Contro lo spopolamento non ci sono soluzioni concrete ed a lungo respiro, ma spopolano gli spot e le marchette. Dopo l’iniziativa che prevedeva un contributo fino a 100 mila euro per chi decideva di trasferirsi in uno dei tanti borghi spopolati del Trentino – copiata goffamente dal nostro Occhiuto, che ha proposto la stessa cosa in Calabria – ecco che viene fuori un nuovo ed ulteriore contributo, pari a fino 3 mila euro l’anno, per chi trasferisce la propria residenza in zone periferiche e svantaggiate.
L’idea è sempre quella: cercare di “costringere” qualcuno a vivere in un posto piuttosto che in un altro, garantendo ingenti sovvenzioni che gravano sulle tasche di tutti. In primis, sulle tasche della collettività che si vorrebbe aiutare: basti pensare che per il contributo da 3 mila euro l’anno l’amministrazione provinciale starebbe pensando di accantonare 1,5 milioni di euro di denaro pubblico, tolto a qualsiasi altro servizio sul territorio.

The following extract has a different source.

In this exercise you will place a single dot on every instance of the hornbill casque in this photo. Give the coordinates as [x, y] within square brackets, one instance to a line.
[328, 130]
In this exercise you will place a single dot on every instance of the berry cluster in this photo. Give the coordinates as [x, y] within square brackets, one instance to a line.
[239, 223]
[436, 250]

Fatta questa puntualizzazione, dobbiamo chiederci: queste proposte hanno senso? Perchè siamo reduci da diverse esperienze simili, come la famigerate case ad un euro che si erano poste come punto di svolta per ripopolare i borghi di mezza Italia, ma non hanno sortito questo effetto. In molti non sono mai stati eseguiti/conclusi i lavori di ristrutturazione, in altri casi sono diventate B&B.

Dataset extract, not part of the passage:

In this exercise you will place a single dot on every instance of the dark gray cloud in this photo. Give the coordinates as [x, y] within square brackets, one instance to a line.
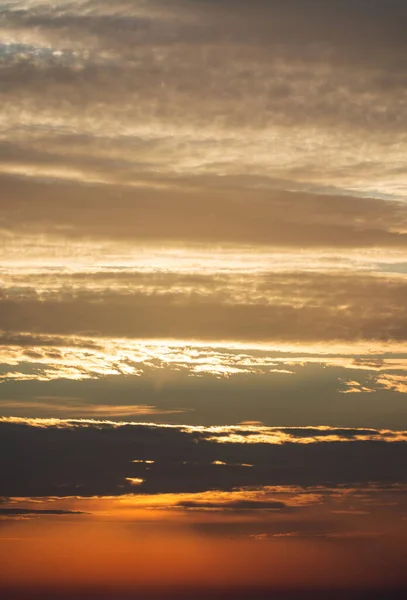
[91, 459]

Purtroppo, non è a suon di incentivi che si ripopolano i luoghi. Fatto salvo qualche caso specifico, tutte le aree interne italiane soffrono di questo problema, particolarmente accentuato al sud ma oggi, evidentemente, endemico anche al nord: la gente si trasferisce dove c’è lavoro. Si trasferisce nelle grandi città, nelle zone industriali, nelle realtà produttive. E magari non lo fa neppure volentieri, ma solo perchè deve.
L’idea di ripopolare per forza questi paesi può avere un fondo di romanticismo, ma assomiglia più ad una forma di accanimento terapeutico. Parliamo di zone periferiche e svantaggiate: che sia questo il motivo per cui la gente se ne và? Non possiamo ambire a trasformare tutte queste zone in luoghi iperconnessi e di facile accesso, ma al contempo non possiamo pretendere di ripopolarli tutti.
Queste iniziative, più che un incentivo, sono uno spreco di denaro pubblico per le nostre tasche e fumo negli occhi per chi cerca/prova a cambiare vita. Una doppia presa in giro, sostanzialmente.